No entanto, só em 2006, Santilli admitiu que o vídeo era, na verdade, uma recriação feita nos anos 1990. Trata-se de um boneco feito por John Humphreys, um especialista em efeitos especiais de Hollywood. Os órgãos vistos no vídeo são de animais mortos.

Mas quem se recorda da polêmica entre Gilberto Barros e o jogo de cartas japonês Yu-Gi-Oh!? Em 2004, o apresentador do Boa Noite Brasil, da Bandeirantes, sugeriu que o entretenimento tinha conotações demoníacas, e chegou a chamá-lo de “baralho do diabo”. O comunicador insinuou que a brincadeira poderia influenciar negativamente os jovens por associá-lo ao satanismo e a comportamentos problemáticos. A reportagem, obviamente, foi muito criticada. Especialmente, por fãs do anime e do jogo, que avaliaram a abordagem exagerada, desinformada e infundada.

Outros programas como o Linha Direta, da Globo, e as lendas urbanas do Domingo Legal, de Gugu Liberato, dos anos 90 e 2000, também são facilmente lembrados por suscitar o terror por meio de matérias e contos.

Ademais, Entrevista com o Demônio reflete sobre a ética jornalística e a natureza humana, que se esvaece por explorar pessoas vulneráveis para fins de entretenimento.
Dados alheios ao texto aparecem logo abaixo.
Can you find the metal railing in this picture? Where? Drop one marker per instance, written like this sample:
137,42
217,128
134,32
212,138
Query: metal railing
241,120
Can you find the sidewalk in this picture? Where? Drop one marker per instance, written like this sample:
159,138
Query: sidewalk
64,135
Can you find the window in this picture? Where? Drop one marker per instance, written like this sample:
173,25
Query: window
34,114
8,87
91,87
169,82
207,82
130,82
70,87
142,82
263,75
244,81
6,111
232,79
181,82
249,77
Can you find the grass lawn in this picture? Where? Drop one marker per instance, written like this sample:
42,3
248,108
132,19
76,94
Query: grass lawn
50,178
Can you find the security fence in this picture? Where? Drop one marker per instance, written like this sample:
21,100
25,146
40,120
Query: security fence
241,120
Além de questionar a responsabilidade da mídia em promover temas sensacionalistas sem considerar as consequências psicológicas e sociais para os envolvidos. Esta discussão encaixa-se aos programas policialescos brasileiros pela dramatização excessiva, a exploração do sofrimento e dessensibilização à violência, entre outros pontos que norteiam as críticas contra o formato. 

Por fim, Entrevista com o Demônio é um show, e não se deve ao convidado “principal”, mas sim, ao desprezo pela conduta humana.